This is about how to grip screw threads to clean them up and is dedicated to my inspiration William Smith.
You have a screw you have cut to length and the end is a bit chintzy and needs facing off and rounding to leave a good thread start. You could run a couple of nuts onto the thread and grip it in the lathe chuck but there are issues with this.
Bill suggested various methods to hold the screw and solve the problem.
Option 1 – Use a Nut
If the residual thread is long enough to allow it, you can cut a slot in a matching nut as shown below. The nut is squeezed in the chuck and grips the thread. This works for larger screws but not so for small ones where it is difficult to cut the slots.
Option 2 – Make a substitute Nut
The next alternative is to turn a brass disc a few millimetres larger diameter than the head of the screw and say 10mm deep. Centre drill on the lathe and tap to the thread size of interest. As with Option 1, put the disc on edge in the vice and cut a slot from the edge to the centre and continue a little further into the other side of the hole. It will look like this.

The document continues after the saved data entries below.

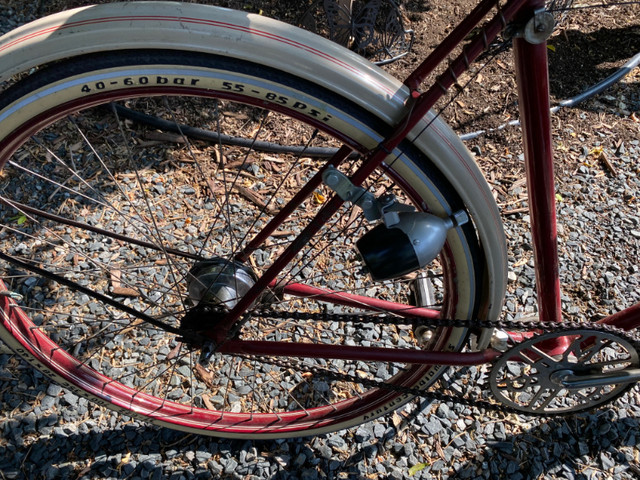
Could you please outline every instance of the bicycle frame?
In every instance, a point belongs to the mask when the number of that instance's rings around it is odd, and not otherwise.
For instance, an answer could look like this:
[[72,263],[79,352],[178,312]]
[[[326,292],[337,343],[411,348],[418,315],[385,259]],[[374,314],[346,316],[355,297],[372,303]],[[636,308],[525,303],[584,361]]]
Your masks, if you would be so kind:
[[[462,53],[451,62],[448,69],[435,81],[435,83],[422,92],[420,86],[423,81],[445,61],[453,50],[462,44],[469,33],[478,26],[489,12],[496,7],[497,0],[483,0],[474,10],[457,26],[447,38],[411,73],[404,84],[411,95],[404,106],[404,116],[397,122],[392,131],[379,146],[371,151],[359,152],[365,161],[362,167],[351,178],[352,183],[361,184],[376,168],[378,168],[389,156],[389,152],[409,134],[420,122],[435,103],[457,82],[458,77],[468,70],[474,61],[488,46],[488,44],[508,24],[525,24],[533,18],[538,9],[543,8],[542,0],[508,0],[497,14],[487,22],[480,34],[475,36]],[[162,17],[164,18],[164,17]],[[89,23],[95,19],[88,20]],[[71,23],[74,27],[84,25]],[[66,27],[65,27],[66,28]],[[43,29],[37,32],[47,32]],[[35,35],[35,34],[34,34]],[[278,37],[280,38],[280,37]],[[54,41],[55,38],[52,40]],[[20,39],[22,41],[22,39]],[[117,48],[117,45],[116,45]],[[549,83],[547,72],[546,43],[530,44],[524,38],[514,39],[514,54],[516,64],[516,76],[520,96],[520,113],[523,126],[525,144],[525,164],[527,185],[529,191],[529,205],[531,214],[531,228],[533,233],[533,247],[535,254],[535,268],[538,289],[538,311],[543,322],[558,322],[562,318],[560,311],[560,285],[558,275],[558,253],[556,239],[555,218],[555,188],[553,175],[553,155],[550,132],[549,113]],[[44,57],[47,58],[46,56]],[[13,68],[20,67],[18,62]],[[4,72],[3,72],[4,73]],[[395,108],[395,107],[394,107]],[[349,147],[341,148],[327,163],[327,166],[339,166],[351,154]],[[322,182],[322,170],[311,179],[303,189],[271,220],[244,249],[236,256],[237,260],[246,260],[251,252],[259,248],[264,240],[271,235]],[[244,342],[231,340],[237,325],[242,321],[243,312],[250,309],[259,295],[267,288],[278,286],[278,276],[285,266],[294,259],[296,254],[308,243],[325,222],[332,217],[343,200],[334,196],[327,202],[317,216],[309,223],[303,233],[287,247],[273,265],[263,273],[259,280],[220,322],[216,322],[215,330],[207,332],[214,340],[216,348],[225,353],[242,353],[248,350],[252,354],[273,355],[273,344],[268,342]],[[419,317],[423,319],[435,319],[440,312],[429,308],[412,308],[409,312],[402,311],[397,304],[386,302],[376,298],[370,298],[342,292],[320,290],[315,287],[302,284],[288,284],[282,287],[286,294],[299,297],[314,297],[323,301],[356,307],[370,307],[371,309],[384,309],[398,315],[407,317]],[[404,306],[406,308],[406,306]],[[630,307],[611,317],[601,320],[603,323],[612,324],[625,329],[640,326],[640,304]],[[470,365],[483,363],[495,358],[496,352],[486,350],[478,353],[447,353],[424,352],[410,350],[410,360],[398,349],[358,349],[350,347],[330,347],[326,345],[304,344],[304,349],[299,345],[278,343],[278,351],[281,356],[309,356],[324,358],[344,358],[339,355],[352,355],[353,358],[362,359],[365,356],[387,362],[407,362],[423,364],[455,364]],[[348,350],[351,350],[349,353]],[[345,353],[346,352],[346,353]]]
[[[488,44],[510,22],[525,23],[532,18],[535,12],[544,8],[541,0],[510,0],[476,35],[451,63],[431,88],[421,93],[419,91],[422,81],[439,66],[450,53],[460,45],[469,32],[475,28],[483,18],[494,8],[494,0],[484,0],[456,27],[449,36],[425,59],[416,70],[405,80],[405,85],[410,88],[411,99],[406,105],[406,116],[391,132],[386,140],[375,150],[366,153],[366,161],[353,175],[351,181],[354,185],[361,184],[411,131],[411,129],[423,118],[434,104],[447,92],[457,78],[465,72],[488,46]],[[524,38],[514,39],[514,59],[516,69],[516,81],[518,85],[520,117],[523,131],[525,171],[529,192],[529,205],[531,217],[531,231],[534,248],[536,286],[538,294],[538,312],[542,322],[559,322],[562,320],[560,302],[559,260],[557,250],[556,233],[556,206],[555,183],[553,168],[553,149],[550,123],[549,80],[547,65],[546,41],[538,44],[529,43]],[[343,147],[327,165],[338,166],[351,153]],[[321,183],[319,172],[306,187],[283,208],[271,223],[238,255],[238,259],[248,257],[270,233],[280,225],[284,218],[295,209],[311,192]],[[232,309],[229,315],[217,325],[215,331],[208,332],[211,338],[221,343],[218,351],[225,353],[251,353],[256,355],[279,356],[306,356],[322,358],[358,358],[369,357],[372,360],[387,362],[442,364],[442,365],[474,365],[490,361],[497,356],[497,352],[485,350],[476,353],[447,353],[447,352],[420,352],[411,351],[410,359],[403,353],[392,349],[374,349],[364,347],[336,348],[323,345],[278,344],[277,351],[273,351],[273,345],[269,342],[244,342],[227,340],[227,332],[233,331],[236,322],[241,321],[242,312],[246,311],[267,287],[277,284],[277,276],[282,269],[294,258],[300,249],[313,237],[320,227],[334,215],[342,205],[343,200],[334,196],[318,213],[318,215],[306,227],[303,233],[291,244],[280,258],[267,270],[258,282],[250,289],[247,295]],[[299,284],[290,284],[284,287],[284,293],[296,296],[320,296],[327,302],[352,305],[370,306],[372,308],[384,306],[387,310],[393,310],[391,302],[383,302],[377,299],[361,297],[357,295],[345,295],[338,292],[318,291],[317,289]],[[384,303],[384,305],[381,304]],[[400,313],[402,315],[402,313]],[[421,318],[435,318],[438,312],[427,308],[412,309],[407,316]],[[640,304],[634,305],[622,312],[601,320],[606,323],[624,329],[633,329],[640,326]],[[566,339],[568,342],[568,339]],[[550,346],[550,349],[561,349],[562,344]],[[349,352],[349,350],[353,350]]]
[[[622,395],[640,380],[637,342],[561,321],[551,15],[543,0],[476,1],[404,83],[285,23],[163,0],[0,38],[0,79],[15,73],[0,100],[0,339],[97,405],[222,437],[326,434],[421,397],[554,414]],[[501,315],[494,192],[434,111],[463,73],[479,80],[470,64],[505,30],[541,317],[520,324]],[[191,142],[205,141],[196,125],[208,143]],[[146,143],[157,130],[184,146]],[[487,348],[496,327],[520,333]],[[446,366],[487,363],[493,401],[435,391]]]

Run your screw of interest into the threaded hole so the chintzy end is protruding. Grip in the lathe chuck and squeeze the jaws shut. The slits in the disc will ensure the brass is squeezed down tight into the thread. You can now clean up the end. I have a set of such discs for all my standard working threads.
Option 3 – Make a screw head gripper
Now what about when the thread does not protrude through your disc ? You could make a thinner disc but then it might not grip true in the chuck.
Find a nut and bolt in the junk box that allows you to pass the head of the affected screw into it. Preferably choose a screw (coach bolt) that has a half and half shank.
Face off the nut in the lathe to remove any corrosion or plating. It helps also if you can undercut the thread a little inside the nut at the faced end. Silver solder the face of the nut to a piece of mild steel. Re-chuck the nut with its end cap and turn the attached plate circular.
Cut the head from the mating bolt and if a plain shank type, cut back the threaded section to be long enough to just fill the depth of the nut.
Chuck the cut bolt with the nut in place and centre drill the attached end plate with a hole the size that matches a tight OD on the thread you intend to clean up. Deburr both sides of the plate.
Drop the screw to be cleaned up into the nut. Screw the stub end in place to squeeze down on the head of the screw. Spin the lathe and you can now clean up the end of the thread which will run surprisingly true. You are only limited on length of screw that can use this device by the thickness of the end plate. Once again make a set to suit all your standard thread sizes using the same size nuts and using the common shank.
Drill Depth Stop
Continuing the theme I recently bought a dowelling set. It had dowels, button markers and a depth setting fitment. The fitment was an improvement on the previous kit I had bought which had a plain collar with a grub screw. The grub screw always seemed to find its way into the flutes of the drill and as result move from the desired position. The new one was a hinged clasp that had a tightening screw. I quite liked the new concept but ideally I wanted more than one and they were pricey to buy. My first thought was to draw it up in Fusion and model one on my Sindoh 3D printer but the physical issues involved didn’t make this practical.
The light bulb came on and I realised that this fitment was really just a refined version of my simple thread holder (Option 2 above ) with a tightening screw to replace the lathe chuck. This was much easier to model in Fusion 360 and a one piece print on the Sindoh 3D printer. A 4mm cap head bolt and nut finish the job.